子どもは教師を見透かしている

昨日仕事でお会いした方から面白い話をお聞きしました。
その方は小学校の早い段階で、授業でほとんど発言しなくなったそうです。その理由を聞くと次のようなものでした。

授業で先生の質問に対して、先生の求める答を言わなければならないというプレッシャーがある。たとえ先生が間違いと言わなくても、表情から「ああ、先生のほしい答じゃなかったんだ」とわかる。その表情を見ると何も言えなくなってしまう。

先生は間違いと否定せず、子どもが安心して発言できるようにしているつもりなのでしょうが、子どもには見抜かれているようです。

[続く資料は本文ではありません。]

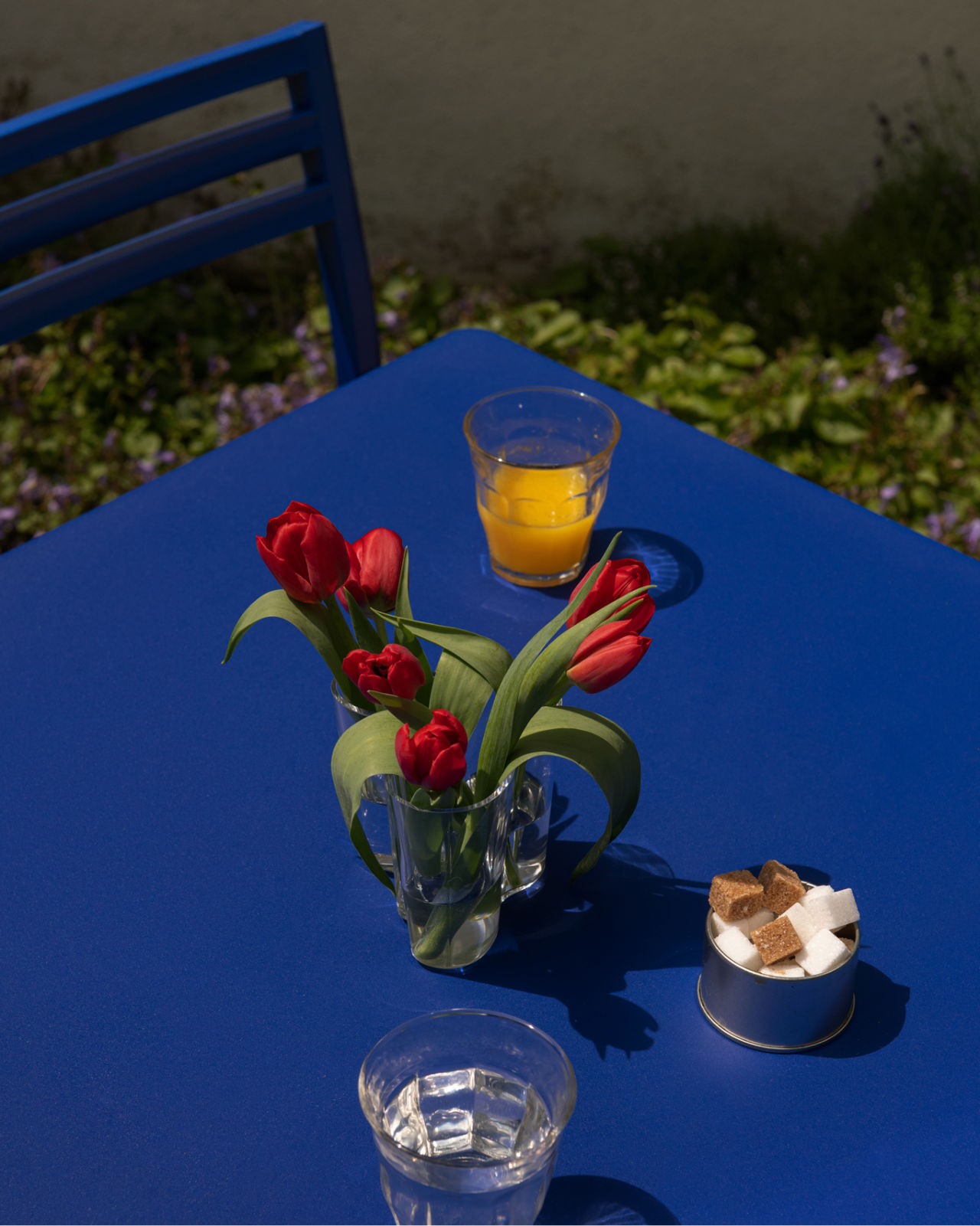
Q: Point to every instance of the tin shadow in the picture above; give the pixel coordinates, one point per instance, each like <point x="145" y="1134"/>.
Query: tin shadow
<point x="674" y="568"/>
<point x="580" y="1199"/>
<point x="577" y="942"/>
<point x="879" y="1003"/>
<point x="879" y="1017"/>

どんな発言に対しても、いつも笑顔でうなずくことの大切さがわかります。子どもの間違いを含む多様な発言を楽しむ、喜ぶ姿勢が求められるということです。

また、このようなことも話されました。

授業参観や他の先生が見に来るようなときは、いつもは指名しない子どもにも発言の機会を与える。ああ、今日は特別なんだなと思う。いろいろな子どもの意見を聞くことはいいことだけど、普段はめんどくさい、進むのにじゃまだと先生が思っていることがよくわかる。そんな特別なときでも、いつも何を言っているのかよくわからなくなる子はやっぱり指名しない。先生は、その子が授業のじゃまになると思っていると感じた。

どうでしょう。何も反論できません。こうして子どもは教師を信頼しなくなっていくのです。学校の勉強は嫌いだったと言われる理由がよくわかります。この方が特別なのではありません。どの子も同じように感じていたようです。
教師は子どもには自分の思惑はわからないと高を括っているのかもしれませんが、子どもは教師のことを見透かしているのです。あたりまえのことですが、子どもだからと見くびらず誠実に対応することがとても大切なのです。子どもにとって保護者以外に接する大人は教師以外ほとんどいません。その大人の代表が子どもに見透かされるような態度をとっていては、大人全体や社会が子どもの信頼を失くしてしまいます。
子どもは私たちが思う以上にちゃんと教師を見ている、気持ちを見抜いていることを忘れてはいけません。このあたりまえのことを改めて気づかせていただきました。